甚大な被害が出た7月10日の大雨から2週間あまりが経過しました。
被害が出た日田市や中津市は、過去にも度々水害に見舞われていて対策が施されてきました。その効果を取材しました。

住宅街への浸水防いだ「樋田陸閘」

 

7月10日、県内を襲った大雨。
特別警報が出された中津市では山国川が氾濫しました。

それでも…
中津市の樋田地区では、先日の大雨では住宅街に浸水被害はありませんでした。
その時に活躍したのが樋田陸閘です。

樋田地区は2012年の九州北部豪雨の際、山国川の水が流れ込み多くの住宅で浸水被害が出ました。
これを受け2017年に設置されたのが陸閘と呼ばれる門。
高さは約1.5メートルで川の状況を見ながら地元の消防団が手動で閉めます。


 

7月10日の樋田地区の様子です。
川から溢れだした濁流が住宅街のすぐそばまで押し寄せていますが、門を閉めたことで水がせき止められています。
手前の水が門を超えておらず、その効果が分かります。

ーー山国川河川事務所 添田昌史さん
「しっかりと陸閘の方が閉まって、効果の方を最大限発揮できたのではないかと思っている。なければ間違いなく浸水が発生したという水位まできていたと思う」

過去に浸水被害にあった地区の住民は…

ーー松野淳子さん
「水門がないときは水がこちらまで入ってちょっと低い家は床上浸水。(今回は)水が全然入ってこなかったので随分安心した」


 

流木せき止めた「小野川スリット」

 

一方、日田市小野地区では…

日田市の小野川では、川の途中に杭のようなものが設置されていて、そこに大量の流木がせき止められています。

2017年の豪雨で小野川は氾濫。
約16億円かけて復旧工事が行われ、その際、新たに整備されたのが「小野川スリット」です。
くし状に鉄の棒を置くことで流木をせき止めます。


 

今回の大雨では大量の流木が引っかかっていて、下流に流れ込むのを防いでいました。

ーー日田土木事務所 築地祐一郎さん
「この木が全て下流まで流れていったときには河川を塞いだり、橋梁をせき止めてしまったりと被害が予想されるので、事業の効果としては非常に高いものがあると思う」


 

大肥川は水路設置で水あふれず

 

一方、同じ日田市を流れる大肥川では…
大きなカーブがあり2017年の豪雨では、この部分から水があふれ周辺の大鶴地区に甚大な被害がでました。

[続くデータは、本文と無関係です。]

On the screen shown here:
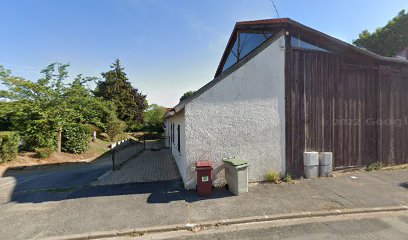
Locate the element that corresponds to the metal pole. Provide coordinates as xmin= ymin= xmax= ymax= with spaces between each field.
xmin=112 ymin=149 xmax=115 ymax=171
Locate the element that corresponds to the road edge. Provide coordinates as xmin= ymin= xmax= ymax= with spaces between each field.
xmin=44 ymin=205 xmax=408 ymax=240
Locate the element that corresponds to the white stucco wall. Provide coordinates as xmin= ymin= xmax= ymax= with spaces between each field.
xmin=163 ymin=119 xmax=170 ymax=147
xmin=183 ymin=36 xmax=286 ymax=189
xmin=168 ymin=110 xmax=187 ymax=183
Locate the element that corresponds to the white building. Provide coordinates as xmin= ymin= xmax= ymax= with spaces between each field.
xmin=164 ymin=18 xmax=408 ymax=189
xmin=164 ymin=20 xmax=286 ymax=189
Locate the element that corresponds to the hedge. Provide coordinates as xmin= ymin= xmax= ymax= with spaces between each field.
xmin=0 ymin=131 xmax=20 ymax=163
xmin=62 ymin=123 xmax=91 ymax=154
xmin=34 ymin=147 xmax=54 ymax=159
xmin=106 ymin=118 xmax=127 ymax=140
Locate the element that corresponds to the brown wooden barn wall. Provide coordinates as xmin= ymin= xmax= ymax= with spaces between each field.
xmin=285 ymin=48 xmax=408 ymax=175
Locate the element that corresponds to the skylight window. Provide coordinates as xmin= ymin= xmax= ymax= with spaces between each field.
xmin=291 ymin=35 xmax=329 ymax=52
xmin=222 ymin=32 xmax=273 ymax=72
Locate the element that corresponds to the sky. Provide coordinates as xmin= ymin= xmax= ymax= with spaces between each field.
xmin=1 ymin=0 xmax=407 ymax=107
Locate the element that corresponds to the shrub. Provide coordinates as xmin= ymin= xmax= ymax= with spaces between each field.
xmin=143 ymin=132 xmax=162 ymax=140
xmin=106 ymin=118 xmax=127 ymax=140
xmin=366 ymin=161 xmax=383 ymax=171
xmin=20 ymin=122 xmax=57 ymax=150
xmin=0 ymin=131 xmax=20 ymax=163
xmin=283 ymin=173 xmax=294 ymax=183
xmin=62 ymin=123 xmax=91 ymax=154
xmin=84 ymin=124 xmax=101 ymax=135
xmin=112 ymin=133 xmax=130 ymax=142
xmin=34 ymin=147 xmax=54 ymax=158
xmin=265 ymin=170 xmax=281 ymax=184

そこで、県は本来の川とは別に水の逃げ道となる直線の大きな水路を造設。
この地区では今回、6年前と同じ程度の雨が降りましたが大肥川の水が溢れることはありませんでした。

しかし、川の沿線では改修した護岸が再び崩れている場所もあり想定を上回る状況だったということです。

ーー日田土木事務所 築地祐一郎さん
「我々もがんばって整備はしていくが、全て100%安全に整備できるというのも予算の規模としても難しいものもある。いつ自分の身が危険になるかわからないといったところで常日頃から気をつけてほしい」

ハード面の対策は一定の効果があるものの限界もあり1人1人の防災意識が重要です。